殺し屋兎と灰色の鷹

如月雪人

プロローグ

とある夜

 ザァザァと雨が降り頻る夜。街灯がチカチカと点滅している濡れた道に、2人の男がいた。

一人はいかにもサラリーマンな見た目の男。もう一人は拳銃を持った黒髪の男。

サラリーマンは、血を流して倒れている。それもそのはず、たった今殺されたのだ。

 拳銃を持った男——大和やまとは、ため息をついて自身が持っていた拳銃を投げ捨てた。

「……使いやすかったんだがな。仕方ない」

 自分が殺した相手を冷たい目で見つめ、くるりと踵を返しもと来た道を歩く。


『お疲れ様。どうやら任務は成功したようだね』


 声のする方を見やると、人当たりのよい笑みを浮かべたスーツ姿の男性が立っていた。

「来ていたんですか。たちばなさん」

「少し様子を見に来た。

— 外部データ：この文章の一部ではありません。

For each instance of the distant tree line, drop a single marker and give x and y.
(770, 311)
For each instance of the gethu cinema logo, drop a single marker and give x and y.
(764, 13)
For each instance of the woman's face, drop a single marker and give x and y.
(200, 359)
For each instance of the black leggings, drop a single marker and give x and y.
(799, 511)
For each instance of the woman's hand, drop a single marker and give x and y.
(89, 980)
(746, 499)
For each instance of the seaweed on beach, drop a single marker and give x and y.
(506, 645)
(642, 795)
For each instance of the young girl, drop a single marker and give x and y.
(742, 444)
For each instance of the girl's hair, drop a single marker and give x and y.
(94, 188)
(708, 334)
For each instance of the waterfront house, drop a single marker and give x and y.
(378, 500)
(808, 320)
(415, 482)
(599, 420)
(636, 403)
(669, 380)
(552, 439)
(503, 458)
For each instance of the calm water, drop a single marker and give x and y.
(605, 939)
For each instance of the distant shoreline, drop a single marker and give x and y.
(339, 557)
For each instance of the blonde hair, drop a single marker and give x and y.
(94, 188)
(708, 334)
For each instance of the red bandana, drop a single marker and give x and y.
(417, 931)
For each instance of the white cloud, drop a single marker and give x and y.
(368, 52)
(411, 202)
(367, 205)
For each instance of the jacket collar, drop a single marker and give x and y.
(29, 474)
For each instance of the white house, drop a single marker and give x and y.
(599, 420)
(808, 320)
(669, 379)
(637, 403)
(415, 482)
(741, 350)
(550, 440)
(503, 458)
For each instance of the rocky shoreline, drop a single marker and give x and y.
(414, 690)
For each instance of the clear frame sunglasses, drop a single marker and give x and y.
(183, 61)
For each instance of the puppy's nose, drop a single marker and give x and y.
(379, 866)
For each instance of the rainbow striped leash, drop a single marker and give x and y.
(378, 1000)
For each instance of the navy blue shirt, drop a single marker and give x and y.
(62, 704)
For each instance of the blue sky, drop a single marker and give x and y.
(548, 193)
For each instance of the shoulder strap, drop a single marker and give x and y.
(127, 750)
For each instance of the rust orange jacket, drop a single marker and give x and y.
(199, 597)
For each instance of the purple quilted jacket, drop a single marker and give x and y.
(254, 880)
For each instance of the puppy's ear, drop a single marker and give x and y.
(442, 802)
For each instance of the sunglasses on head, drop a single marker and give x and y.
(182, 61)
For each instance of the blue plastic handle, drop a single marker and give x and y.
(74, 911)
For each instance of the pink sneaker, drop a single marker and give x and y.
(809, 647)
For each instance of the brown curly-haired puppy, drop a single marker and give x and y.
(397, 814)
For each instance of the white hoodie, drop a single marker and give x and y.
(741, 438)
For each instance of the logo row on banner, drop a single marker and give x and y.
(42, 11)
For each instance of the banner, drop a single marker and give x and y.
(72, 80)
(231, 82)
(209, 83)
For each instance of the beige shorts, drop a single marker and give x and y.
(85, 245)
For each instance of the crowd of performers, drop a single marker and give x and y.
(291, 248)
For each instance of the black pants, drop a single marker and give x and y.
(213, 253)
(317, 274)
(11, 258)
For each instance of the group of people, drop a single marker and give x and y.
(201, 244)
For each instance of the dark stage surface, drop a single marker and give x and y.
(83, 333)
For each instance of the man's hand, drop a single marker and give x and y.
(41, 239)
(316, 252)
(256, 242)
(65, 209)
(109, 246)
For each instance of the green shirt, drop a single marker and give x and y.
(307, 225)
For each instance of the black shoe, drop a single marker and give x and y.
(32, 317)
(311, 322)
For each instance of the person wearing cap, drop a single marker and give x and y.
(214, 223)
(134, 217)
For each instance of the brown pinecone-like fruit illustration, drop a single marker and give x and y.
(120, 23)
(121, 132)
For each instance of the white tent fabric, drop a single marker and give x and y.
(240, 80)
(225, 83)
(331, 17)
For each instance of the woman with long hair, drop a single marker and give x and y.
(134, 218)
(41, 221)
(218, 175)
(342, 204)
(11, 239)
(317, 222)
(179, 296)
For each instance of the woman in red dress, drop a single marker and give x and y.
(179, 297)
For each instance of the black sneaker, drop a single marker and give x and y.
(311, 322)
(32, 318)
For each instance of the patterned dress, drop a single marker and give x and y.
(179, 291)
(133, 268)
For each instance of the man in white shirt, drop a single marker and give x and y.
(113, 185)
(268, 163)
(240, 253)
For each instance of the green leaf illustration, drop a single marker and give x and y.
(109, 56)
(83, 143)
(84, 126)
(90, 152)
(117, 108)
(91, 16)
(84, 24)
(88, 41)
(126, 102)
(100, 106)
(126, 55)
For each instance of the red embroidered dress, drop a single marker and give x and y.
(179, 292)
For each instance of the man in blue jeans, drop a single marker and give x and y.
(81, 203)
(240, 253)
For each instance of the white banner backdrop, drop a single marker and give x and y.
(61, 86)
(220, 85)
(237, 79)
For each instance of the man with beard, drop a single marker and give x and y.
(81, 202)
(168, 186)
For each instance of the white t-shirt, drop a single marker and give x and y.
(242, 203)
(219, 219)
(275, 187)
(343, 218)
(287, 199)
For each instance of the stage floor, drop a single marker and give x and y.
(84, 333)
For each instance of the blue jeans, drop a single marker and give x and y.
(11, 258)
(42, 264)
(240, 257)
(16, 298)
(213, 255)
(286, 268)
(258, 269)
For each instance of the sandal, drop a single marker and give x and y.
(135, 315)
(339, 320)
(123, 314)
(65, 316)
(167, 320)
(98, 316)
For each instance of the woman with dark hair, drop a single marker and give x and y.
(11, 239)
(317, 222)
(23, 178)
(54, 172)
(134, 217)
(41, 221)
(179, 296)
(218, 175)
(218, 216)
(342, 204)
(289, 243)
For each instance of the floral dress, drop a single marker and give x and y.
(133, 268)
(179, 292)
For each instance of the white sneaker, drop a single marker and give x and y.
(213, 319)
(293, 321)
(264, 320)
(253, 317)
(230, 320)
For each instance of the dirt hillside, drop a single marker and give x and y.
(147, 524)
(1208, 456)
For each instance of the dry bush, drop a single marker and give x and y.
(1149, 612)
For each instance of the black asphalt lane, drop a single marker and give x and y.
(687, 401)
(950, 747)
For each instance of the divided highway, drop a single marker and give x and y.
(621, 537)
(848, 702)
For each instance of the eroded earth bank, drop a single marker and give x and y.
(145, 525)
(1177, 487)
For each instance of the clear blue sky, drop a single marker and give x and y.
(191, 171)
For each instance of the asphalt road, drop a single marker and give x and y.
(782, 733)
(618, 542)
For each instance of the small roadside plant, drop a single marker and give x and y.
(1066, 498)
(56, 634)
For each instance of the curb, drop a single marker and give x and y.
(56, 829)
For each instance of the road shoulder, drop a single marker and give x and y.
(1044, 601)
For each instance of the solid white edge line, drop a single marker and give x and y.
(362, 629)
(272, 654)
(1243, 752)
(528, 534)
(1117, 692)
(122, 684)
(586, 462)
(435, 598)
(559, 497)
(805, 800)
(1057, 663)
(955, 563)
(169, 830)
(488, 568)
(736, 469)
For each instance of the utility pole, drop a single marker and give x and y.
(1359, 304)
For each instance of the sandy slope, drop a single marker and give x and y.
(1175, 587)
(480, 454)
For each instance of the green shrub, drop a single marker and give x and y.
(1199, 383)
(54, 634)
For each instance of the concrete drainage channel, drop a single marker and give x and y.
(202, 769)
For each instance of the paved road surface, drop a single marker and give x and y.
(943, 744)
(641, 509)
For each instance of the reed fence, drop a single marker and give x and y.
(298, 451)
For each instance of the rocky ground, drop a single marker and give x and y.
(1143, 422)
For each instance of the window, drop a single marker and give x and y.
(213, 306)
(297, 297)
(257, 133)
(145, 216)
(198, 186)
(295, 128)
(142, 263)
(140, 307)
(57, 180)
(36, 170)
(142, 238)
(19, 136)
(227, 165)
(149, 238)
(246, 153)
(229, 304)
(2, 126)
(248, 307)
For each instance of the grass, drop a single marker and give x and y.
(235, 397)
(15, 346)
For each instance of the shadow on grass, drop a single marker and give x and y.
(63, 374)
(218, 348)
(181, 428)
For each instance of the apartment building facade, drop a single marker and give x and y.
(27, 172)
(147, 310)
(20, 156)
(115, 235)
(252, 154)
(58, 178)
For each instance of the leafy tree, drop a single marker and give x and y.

君が失敗するとは思えないけれど一応、ね」

「俺だって、失敗するときくらいありますよ」

「今までにそんな事はなかったろう?会社でも、この仕事でも」

「まぁ、はい」

スーツ姿の男性はくすっと笑ったあと、声のトーンを落として話した。

「大和君。わかっているとは思うけど……」

「他言無用、ですね。わかってます」

「うん。さて、飲みにでもいくかな」

「えっ。今からですか」

「大和君も、一緒にどうだい?仕事終わりは格別だ」

「そう、ですね。つきあいます」

 そんな話をしながら、2人は夜の暗闇に溶け込むようにさって行った。